In the first year of training (ST3), you learn some of the basic procedures, such as cystoscopy, which is the telescopic examination of the bladder or resection of small bladder tumours. A consultant always supervises you, but as you gain experience you do more independent operating of a more complex nature.
By the end of your specialist training you can assist with, or perform more complex and high-risk procedures, such as removal of the bladder and prostate gland for in patients with cancer.
My day usually starts at 7:40 am with an hour-long hospital ward round starting at 8, and I leave the hospital around 6:30pm. Foundation trainees, specialist trainees, core trainees, and nurses all participate in the ward round, which I often lead. I review existing patients and assess acute admissions. My responsibility on the ward round is to assess patients, order appropriate investigations, communicate effectively with team members, and teach junior colleagues.

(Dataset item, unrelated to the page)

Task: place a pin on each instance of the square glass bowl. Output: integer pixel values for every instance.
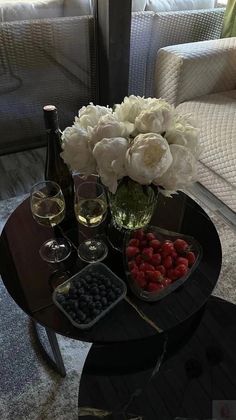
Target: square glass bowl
(161, 235)
(89, 295)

I generally spend around one to two full days in theatre which might involve two longer operations or a series of shorter procedures. I also spend two half-days in outpatient clinics, where I see about 15 patients per clinic. Patients I see do not always require surgery, and so it is equally important to decide who to operate on, or not. Much of my job involves explaining diagnosis and procedures to patients, along with careful assessment of risk and potential complications.
The rest of my week is spent in teaching, administration, and participation in national and local urological and medical groups.